Da die alten Fahrzeuge hierbei häufig über einen Kamm geschoren werden, unterliegen auch die Liebhaber historischer Fahrzeuge oftmals strengen Restriktionen seitens der Politik. Die Aufgabe der FIVA besteht somit hauptsächlich darin, durch politische Einflussnahme und öffentliche Aufklärung dafür zu sorgen, dass es möglich sein wird, der Oldtimerei auch zukünftig ohne Einschränkungen nachgehen zu können und die gesellschaftliche Akzeptanz in diesem Bereich nachhaltig zu fördern. Dies hat bereits in der Vergangenheit zu Erfolgen geführt und so wurden beispielsweise in Deutschland, Italien, Großbritannien und Dänemark sinnvolle und klare Ausnahmeregelungen für die Nutzung historischer Fahrzeuge geschaffen.

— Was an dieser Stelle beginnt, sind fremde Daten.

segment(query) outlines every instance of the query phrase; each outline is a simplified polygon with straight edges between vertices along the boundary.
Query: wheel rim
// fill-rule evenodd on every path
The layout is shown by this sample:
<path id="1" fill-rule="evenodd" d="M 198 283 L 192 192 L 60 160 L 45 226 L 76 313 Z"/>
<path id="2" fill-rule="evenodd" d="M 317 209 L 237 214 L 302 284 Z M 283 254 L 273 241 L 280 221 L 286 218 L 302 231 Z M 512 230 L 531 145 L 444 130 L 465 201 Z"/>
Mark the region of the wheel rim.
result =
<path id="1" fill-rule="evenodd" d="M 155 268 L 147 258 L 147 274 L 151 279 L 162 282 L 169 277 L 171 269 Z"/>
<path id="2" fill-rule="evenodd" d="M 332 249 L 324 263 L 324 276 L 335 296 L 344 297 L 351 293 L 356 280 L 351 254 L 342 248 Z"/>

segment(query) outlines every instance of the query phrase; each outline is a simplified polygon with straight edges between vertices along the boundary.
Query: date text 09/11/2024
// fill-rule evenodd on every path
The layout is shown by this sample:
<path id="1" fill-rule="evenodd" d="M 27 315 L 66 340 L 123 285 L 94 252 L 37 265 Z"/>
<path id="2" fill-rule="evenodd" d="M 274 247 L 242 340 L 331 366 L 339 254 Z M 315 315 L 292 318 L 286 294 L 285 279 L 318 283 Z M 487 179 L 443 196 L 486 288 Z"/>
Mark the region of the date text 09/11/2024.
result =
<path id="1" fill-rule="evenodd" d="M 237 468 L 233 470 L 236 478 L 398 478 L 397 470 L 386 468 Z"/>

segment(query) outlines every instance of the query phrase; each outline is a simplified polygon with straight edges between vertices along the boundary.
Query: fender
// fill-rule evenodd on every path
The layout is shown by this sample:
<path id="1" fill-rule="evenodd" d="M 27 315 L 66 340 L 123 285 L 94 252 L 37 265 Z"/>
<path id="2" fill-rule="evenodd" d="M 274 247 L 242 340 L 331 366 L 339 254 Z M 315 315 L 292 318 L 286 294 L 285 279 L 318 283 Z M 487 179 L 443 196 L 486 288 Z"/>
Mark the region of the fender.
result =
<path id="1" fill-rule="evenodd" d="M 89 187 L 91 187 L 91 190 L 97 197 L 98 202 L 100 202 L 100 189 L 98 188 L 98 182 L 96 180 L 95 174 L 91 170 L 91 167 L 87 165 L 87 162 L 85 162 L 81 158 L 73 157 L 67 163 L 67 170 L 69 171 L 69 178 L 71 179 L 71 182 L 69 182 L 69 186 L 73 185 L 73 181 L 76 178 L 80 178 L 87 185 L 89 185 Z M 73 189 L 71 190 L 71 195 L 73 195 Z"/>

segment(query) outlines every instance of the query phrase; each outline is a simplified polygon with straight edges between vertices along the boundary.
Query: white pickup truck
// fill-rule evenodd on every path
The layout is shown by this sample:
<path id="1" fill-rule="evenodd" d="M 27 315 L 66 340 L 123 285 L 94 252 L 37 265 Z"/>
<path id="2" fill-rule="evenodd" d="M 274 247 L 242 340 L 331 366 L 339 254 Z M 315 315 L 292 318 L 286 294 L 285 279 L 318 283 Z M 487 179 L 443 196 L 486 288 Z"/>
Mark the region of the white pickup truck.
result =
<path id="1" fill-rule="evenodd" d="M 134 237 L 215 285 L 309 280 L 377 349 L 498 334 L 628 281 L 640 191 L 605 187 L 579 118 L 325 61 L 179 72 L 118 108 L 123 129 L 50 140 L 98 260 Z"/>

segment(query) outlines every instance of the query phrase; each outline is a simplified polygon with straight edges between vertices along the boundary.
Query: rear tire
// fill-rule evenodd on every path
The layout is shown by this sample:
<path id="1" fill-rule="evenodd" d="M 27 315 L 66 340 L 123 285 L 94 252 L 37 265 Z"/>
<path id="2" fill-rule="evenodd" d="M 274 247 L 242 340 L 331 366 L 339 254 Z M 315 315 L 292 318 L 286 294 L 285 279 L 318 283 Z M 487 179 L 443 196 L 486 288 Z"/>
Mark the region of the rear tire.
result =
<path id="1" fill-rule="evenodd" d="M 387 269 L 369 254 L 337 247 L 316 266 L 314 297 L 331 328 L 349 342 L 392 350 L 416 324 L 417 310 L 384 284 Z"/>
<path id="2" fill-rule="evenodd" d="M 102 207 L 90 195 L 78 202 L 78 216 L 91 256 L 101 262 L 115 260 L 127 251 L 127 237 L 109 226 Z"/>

Doch auch künftig planen einige europäische Städte und Regionen Maßnahmen, die die Besitzer und Fahrer historischer Fahrzeuge in unverhältnismäßigem Maße treffen werden. Daher begrüßt die FIVA, dass die Europäische Kommission bereits erkannt hat, dass „ein Risiko darin besteht, einen gesetzlichen Flickenteppich in Europa zu gestalten und dadurch neue Grenzen innerhalb der EU aufzubauen. Als Beispiel hierfür kann genannt werden, dass einige europäischen Staaten ihre gesetzlichen Vorgaben an europäischen Standards orientieren, andere jedoch wiederum hierfür eine andere Basis wählen.“

Die FIVA hofft jedenfalls, dass die Entwicklung unterschiedlicher Regelungen innerhalb Europas gestoppt wird und sich zukünftig einheitliche, klar verständliche sowie gerechte Lösungen durchsetzen werden. Die Europäische Kommission würde mit diesem Schritt nicht nur die Besitzer historischer Fahrzeuge vor überzogenen und ungerechtfertigten Regelungen zur Verbesserung innerstädtischer Mobilität schützen, sondern auch den Erhalt und die Zukunft des kraftfahrzeugtechnischen Kulturerbes in Europa und dem damit verbundenen wirtschaftlichen Nutzen sicherstellen.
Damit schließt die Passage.